Why are Lithium Batteries in Electric Vehicles Prone to Catching Fire After a Collision? Analysis of Internal Structure and Thermal Runaway Mechanism​

With the popularity of electric vehicles, the safety of lithium batteries has become a focus of public attention. Battery fires caused by multiple collision accidents in recent years have exposed the fragility of lithium batteries under extreme conditions. Why are lithium batteries prone to burning during collisions? The answer is closely related to their unique internal structure, chemical properties, and external impact.

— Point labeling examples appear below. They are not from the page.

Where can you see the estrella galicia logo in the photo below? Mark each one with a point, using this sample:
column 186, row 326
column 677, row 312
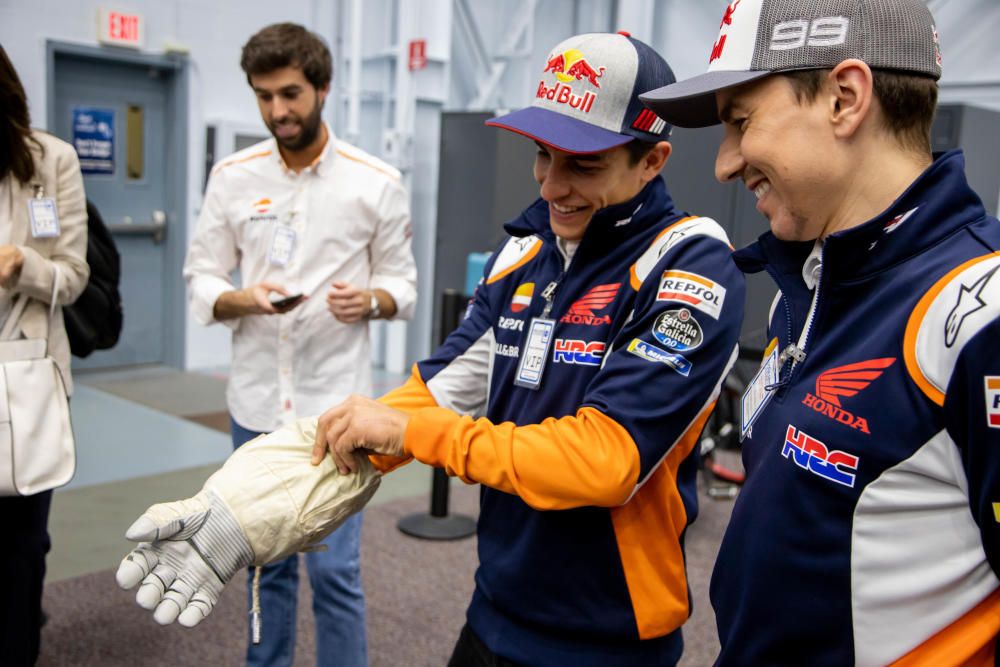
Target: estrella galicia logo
column 678, row 330
column 810, row 454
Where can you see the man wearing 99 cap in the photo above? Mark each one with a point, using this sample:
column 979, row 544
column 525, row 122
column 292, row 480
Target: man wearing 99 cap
column 868, row 530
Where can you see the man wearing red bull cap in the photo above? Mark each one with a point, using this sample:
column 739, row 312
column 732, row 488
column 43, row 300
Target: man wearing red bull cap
column 574, row 391
column 576, row 387
column 868, row 531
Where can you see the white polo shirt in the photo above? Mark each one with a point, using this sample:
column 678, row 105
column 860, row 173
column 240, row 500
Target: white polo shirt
column 344, row 218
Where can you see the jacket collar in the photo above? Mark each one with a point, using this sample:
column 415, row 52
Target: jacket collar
column 611, row 224
column 937, row 204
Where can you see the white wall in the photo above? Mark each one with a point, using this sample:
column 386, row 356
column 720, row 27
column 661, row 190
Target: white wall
column 214, row 30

Lithium batteries consist of a positive electrode, a negative electrode, a separator and an electrolyte. During normal operation, lithium ions move between the positive and negative electrodes through the electrolyte. However, in a collision accident:
(1) Separator rupture: External force compression or puncture may cause the separator to tear, the positive and negative electrodes to come into direct contact, and cause a short circuit.
(2) Electrolyte leakage: After the shell is deformed or ruptured, the flammable electrolyte contacts the air, increasing the risk of combustion.

The electrolyte of lithium batteries usually contains organic solvents, which are easy to volatilize and burn under high temperature or short circuit conditions. When a battery short circuits, the internal temperature will rise rapidly, causing the electrolyte to decompose and release flammable gases. These gases will burn rapidly at high temperatures and cause fires.

When the battery is short-circuited or impacted, the local temperature rises suddenly (over 800°C), triggering thermal runaway:
(1) ​​Positive electrode decomposition​​: At high temperatures, the positive electrode materials (such as nickel, cobalt and manganese) of the ternary lithium battery release oxygen to help burn the electrolyte.
​​(2) Negative electrode lithium metal combustion​​: The graphite negative electrode reacts with the electrolyte to generate lithium metal, which has an ignition point of only about 180°C, exacerbating the fire.
(3) ​​Vicious cycle​​: The heat released by thermal runaway further damages the battery structure, causing more short circuits and gas release, and eventually explosion.

Collisions not only directly damage the battery structure, but may also cause the following risks:
​​(1) Shell rupture: The electrolyte leaks and comes into contact with the air, forming a flammable environment.
​​(2) Mechanical stress conduction: The deformation of the battery module may squeeze adjacent cells and cause a chain short circuit.